We have a 31Gb hypertable that we want to compress.
This table has 102 million rows/month, with chunks with ~3.2 million rows/day.
We use the following query to know about the table size:
pg_size_pretty(total_bytes) as "Total",
pg_size_pretty(table_bytes) as "Table",
pg_size_pretty(index_bytes) as "Index",
pg_size_pretty(toast_bytes) as "Toast"
Before compression we get these results:
And after compression (segmented by one of our columns) we get this:
So we get a compression of just 1Gb out of 30 Gb (total size), since the data in the table (30Gb) has moved to the “Toast” part (27Gb).
We think this is due to the nature of the columns involved, that have wild changes between consecutive rows, making the compression algorithms not very effective.

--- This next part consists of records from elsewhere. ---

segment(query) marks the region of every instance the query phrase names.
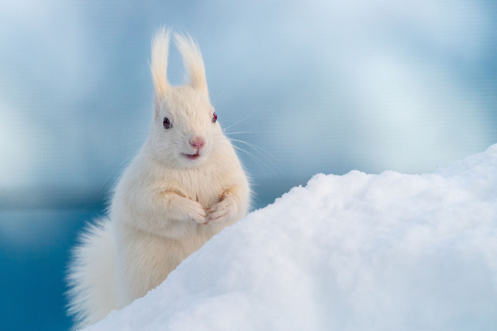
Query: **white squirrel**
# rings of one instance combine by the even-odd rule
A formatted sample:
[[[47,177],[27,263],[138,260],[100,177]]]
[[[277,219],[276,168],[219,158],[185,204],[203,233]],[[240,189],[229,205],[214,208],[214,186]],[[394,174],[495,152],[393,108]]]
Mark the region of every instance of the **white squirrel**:
[[[154,116],[147,140],[115,187],[108,218],[73,251],[68,313],[83,328],[143,297],[213,235],[247,213],[250,191],[207,92],[189,35],[174,34],[189,83],[167,82],[171,31],[152,47]]]

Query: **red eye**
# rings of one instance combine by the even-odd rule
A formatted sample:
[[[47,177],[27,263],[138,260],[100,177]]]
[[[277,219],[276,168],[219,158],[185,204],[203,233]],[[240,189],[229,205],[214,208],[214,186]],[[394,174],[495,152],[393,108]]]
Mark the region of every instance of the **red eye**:
[[[170,129],[172,127],[171,121],[167,117],[164,117],[164,121],[162,123],[164,125],[165,129]]]

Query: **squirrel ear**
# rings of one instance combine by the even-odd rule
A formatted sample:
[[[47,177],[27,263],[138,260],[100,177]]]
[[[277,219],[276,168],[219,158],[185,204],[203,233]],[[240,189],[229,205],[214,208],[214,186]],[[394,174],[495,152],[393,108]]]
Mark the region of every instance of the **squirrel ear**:
[[[183,57],[183,63],[188,71],[192,87],[207,94],[207,82],[202,54],[198,46],[189,34],[174,33],[176,47]]]
[[[170,87],[167,82],[167,72],[170,38],[170,29],[163,27],[156,32],[152,40],[150,70],[156,95],[164,94]]]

- Is there any way to compress the “Toast” part even further? Any ideas?
- Is a chunk with 3.2 million rows too large for compression? If we created smaller chunks will compression improve?
Thanks in advance!
Hi @labs! compression will have a good compression ratio on large datasets while it will delay more. The problem is more on the data domain that you’re compressing is not that suitable for the actual algorithms. Please, see how the compression algorithms works here.
Can you share your data structure and an anonymized sample of the data you have?
Hi @jonatasdp , thanks for your quick reply.
It’s difficult to share the exact data strutcure/anonymized table that reproduces the problem.
Here’s a first try: https://file.io/zYctYPx3t9XV (this is a “test.sql” with a sample table structure and hypertable settings and a “test.csv” file with some data)
With this simple test we’re having an initial sizing of:
After the compression job runs we’re getting higher sizes instead
I’ll try to build a sample that reproduces the problem, but it’s complicated.
Meanwhile, are there any alternative compression techniques you can suggest that we could consider?
Hi, @labs ! Have you solved the issue of increasing the size of tables after compression? If so then could you share the solution?
Hi @LuxCore . I don’t thinks it’s solvable: This is the way Timescale works: some data will not compress at all and size will increase.